In three out of four men with an elevated PSA level, no cancer is found in the subsequent tissue sample (biopsy). Furthermore, most of the tumors found by PSA screening grow only slowly and do not require treatment, as they will not lead to disease or death. However, it cannot be predicted which tumor is likely to lead to the disease and which will not. It is for this reason that most men who are found to have prostate cancer on PSA screening choose treatment. However, this is associated with the risk of serious damage, such as impotence, urinary incontinence, heart attack, stroke, deep vein thrombosis or pulmonary embolism.

You can find more information under: The PSA test for the early detection of prostate cancer (

Whom can I ask?

Examinations for the early detection of prostate cancer are carried out by a specialist in urology and andrology.

How are the costs going to be covered?

The e-card is your personal key to the benefits of the statutory health insurance. All necessary and appropriate diagnostic and therapeutic measures are taken over by your responsible social insurance agency. A deductible or contribution to costs may apply for certain services. You can obtain detailed information from your social security agency. Further information can also be found at:

  • Right to treatment
  • Visit to the doctor: costs and deductibles
  • What does the hospital stay cost?
  • Prescription fee: This is how drug costs are covered
  • Medical aids & aids
  • Health Professions AZ
  • as well as the online guide to reimbursement of social insurance costs.

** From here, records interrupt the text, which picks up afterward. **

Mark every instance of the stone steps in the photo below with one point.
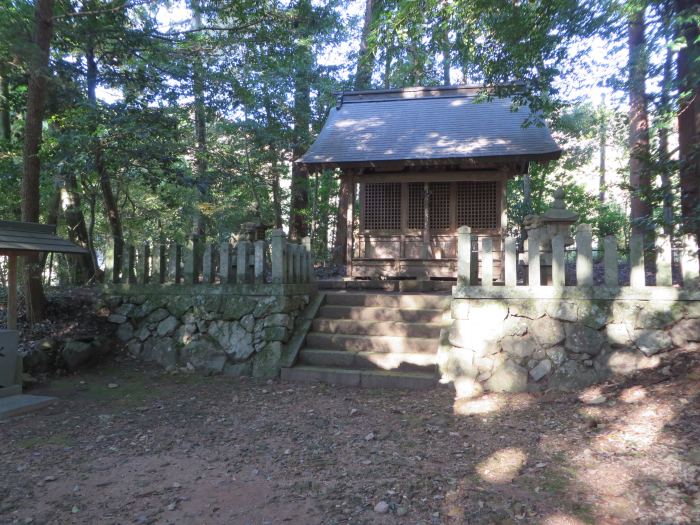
(393, 328)
(418, 362)
(373, 343)
(376, 313)
(362, 378)
(375, 340)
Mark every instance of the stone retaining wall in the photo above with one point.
(230, 329)
(518, 339)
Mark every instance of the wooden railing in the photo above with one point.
(278, 261)
(687, 248)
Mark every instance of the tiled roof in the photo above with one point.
(426, 124)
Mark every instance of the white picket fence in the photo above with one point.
(583, 239)
(278, 261)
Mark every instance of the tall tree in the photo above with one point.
(31, 197)
(688, 66)
(365, 58)
(639, 169)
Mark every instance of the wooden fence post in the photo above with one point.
(278, 256)
(259, 265)
(242, 262)
(689, 261)
(511, 262)
(610, 267)
(144, 263)
(464, 255)
(189, 256)
(584, 255)
(559, 261)
(209, 264)
(487, 262)
(664, 257)
(637, 273)
(533, 259)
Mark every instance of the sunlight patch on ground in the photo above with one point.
(562, 519)
(637, 431)
(483, 405)
(502, 466)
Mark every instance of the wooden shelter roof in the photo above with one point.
(427, 126)
(22, 238)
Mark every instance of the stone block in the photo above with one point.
(233, 339)
(509, 377)
(540, 370)
(562, 310)
(266, 363)
(528, 308)
(557, 355)
(572, 375)
(652, 342)
(547, 331)
(657, 315)
(581, 339)
(519, 348)
(467, 388)
(125, 332)
(685, 331)
(487, 310)
(167, 326)
(618, 335)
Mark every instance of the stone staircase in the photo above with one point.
(373, 339)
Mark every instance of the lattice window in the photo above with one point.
(477, 204)
(416, 218)
(439, 205)
(382, 206)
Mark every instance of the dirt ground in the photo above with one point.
(131, 444)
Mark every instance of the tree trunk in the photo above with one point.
(201, 164)
(664, 157)
(689, 121)
(36, 95)
(365, 59)
(602, 145)
(640, 181)
(298, 227)
(5, 117)
(111, 207)
(341, 225)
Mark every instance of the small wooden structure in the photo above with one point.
(423, 162)
(27, 238)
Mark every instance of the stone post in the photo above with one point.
(637, 274)
(610, 261)
(533, 259)
(259, 266)
(510, 259)
(464, 255)
(584, 255)
(191, 276)
(208, 264)
(144, 263)
(487, 262)
(278, 242)
(558, 261)
(242, 249)
(689, 261)
(663, 260)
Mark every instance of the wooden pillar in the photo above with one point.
(341, 246)
(426, 220)
(349, 235)
(12, 292)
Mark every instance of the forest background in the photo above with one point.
(146, 120)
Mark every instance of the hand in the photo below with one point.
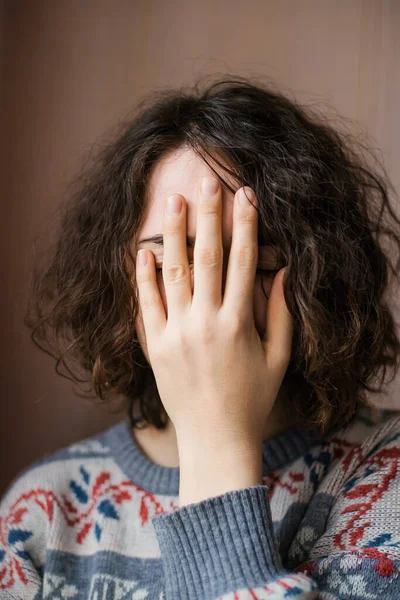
(216, 378)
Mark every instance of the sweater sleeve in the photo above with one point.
(224, 548)
(22, 539)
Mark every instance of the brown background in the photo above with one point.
(71, 69)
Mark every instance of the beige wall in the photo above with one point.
(72, 68)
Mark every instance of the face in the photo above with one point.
(181, 172)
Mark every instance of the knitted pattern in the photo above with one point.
(98, 520)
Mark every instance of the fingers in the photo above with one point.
(176, 272)
(151, 304)
(238, 298)
(208, 250)
(279, 330)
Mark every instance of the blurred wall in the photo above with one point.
(71, 69)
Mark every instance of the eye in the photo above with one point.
(269, 272)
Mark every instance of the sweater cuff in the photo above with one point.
(218, 545)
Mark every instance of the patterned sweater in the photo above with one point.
(98, 520)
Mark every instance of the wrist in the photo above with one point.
(207, 473)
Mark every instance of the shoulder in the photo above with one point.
(365, 485)
(52, 491)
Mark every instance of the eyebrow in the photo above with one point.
(159, 239)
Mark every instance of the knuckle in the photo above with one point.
(208, 208)
(246, 257)
(206, 333)
(148, 302)
(236, 324)
(209, 257)
(174, 273)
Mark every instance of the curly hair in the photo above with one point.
(321, 206)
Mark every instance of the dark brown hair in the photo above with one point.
(321, 205)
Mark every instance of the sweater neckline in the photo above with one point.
(277, 452)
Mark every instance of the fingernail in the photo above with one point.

The PSA test is generally not included in the preventive medical check-up, as there is currently no scientific basis that justifies the use of PSA screening in population-based programs. Men who are interested in a PSA test because they are concerned about possible prostate cancer should, however, be thoroughly and carefully informed about the advantages and disadvantages of PSA screening as part of the preventive medical check-up, in particular about the informative value of positive and negative test results Any additional measures required, such as prostate biopsy, as well as treatment options and their risks. If, after detailed information, a PSA test is desired, it should be carried out by a specialist in urology.